Film Review: ‘Man Up’

★★☆☆☆

A forcedly feel-good British rom-com starring the quirkily charming Lake Bell and frenetic Simon Pegg as its screwball couple, Man Up (2015) falls surprisingly flat. Even the strained efforts of its talented lead actors fail to redeem the pitfalls of a woefully cheesy, unoriginal script and a wasted premise of mistaken identity on a first blind date. But if smugly stereotypical characters, cheap fellatio jokes, and Bridget Jonesy New Year’s resolutions – “Put yourself out there, take chances, engage with life, get stronger thighs” – are your thing, you might enjoy this film. With her iconically toothy grin, unlucky-in-love Nancy (Bell) tricks the recently-scorned Jack (Pegg) into thinking he’s met his internet-delivered mate.

The quips and sparring sass fly fast between them over booze, fave lists, and Silence of the Lambs quotes that don’t quite qualify as clever. Bogged down by a clumsy chase scene through Soho and other limp slapstick devices, the plot relies too heavily on coincidence and contrived situations. Also needlessly complicating matters are too many side characters, like Nancy’s older sister, who obsessively calls to pressure her into finding a boyfriend, and a slobbering ex-schoolmate who creepily attempts to blackmail Nancy for sexual favours. Interludes of Nancy monologuing in front of bathroom mirrors about being a loser don’t help. Luckily, her gnawing insecurity is nothing a little make-up and an overtight halter top can’t seem to fix. Perhaps because of Jack’s horrified reaction when she reveals that she’s not the pert package of a 24-year-old triathelete that he expects, Nancy immediately switches from defensive date to overprotective buddy when they run into his ex-wife.
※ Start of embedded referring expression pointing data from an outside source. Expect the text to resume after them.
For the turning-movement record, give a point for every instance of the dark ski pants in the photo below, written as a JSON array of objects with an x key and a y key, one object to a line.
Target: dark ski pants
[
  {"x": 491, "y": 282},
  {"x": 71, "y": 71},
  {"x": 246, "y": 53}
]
Only too eager to obey his challenge to “Man up,” she impersonates – this time, with Jack’s full approval – an oversexed mistress that he can flaunt in his unfaithful former partner’s face: the threat of gender war is smoothly diverted by vengefully pitting a younger woman against an older woman. Justifying Jack’s manipulative attempt at ‘closure’, Nancy consoles him with pat titbits from New Age self-help books. “Start at the corners,” she says, “and look for the blue bits.” The whole drive of Man Up seems to suggest that being single is nothing less than a travesty. Its choice to start at a Hawaiian luau-themed engagement party and end with a 40th anniversary party for Nancy’s stiflingly cheerful parents heavy-handedly underscores her dependence on marriage and male approval for self- validation. For all its superficial flirt with sexual politics, the film’s traditionally conservative view of a happily coupled-off society inevitably evokes the atmosphere of Jane Austen novels, minus the self-ironic wit. Its not only a straightforwardly nostalgic vindication of bourgeois values and institutions, but a facile wish-fulfilment fantasy for desperate thirtysomethings. Despite a fun 80s dance-off and gratuitous bum-wiggling in a bowling alley, Man Up refuses to take its own humour seriously.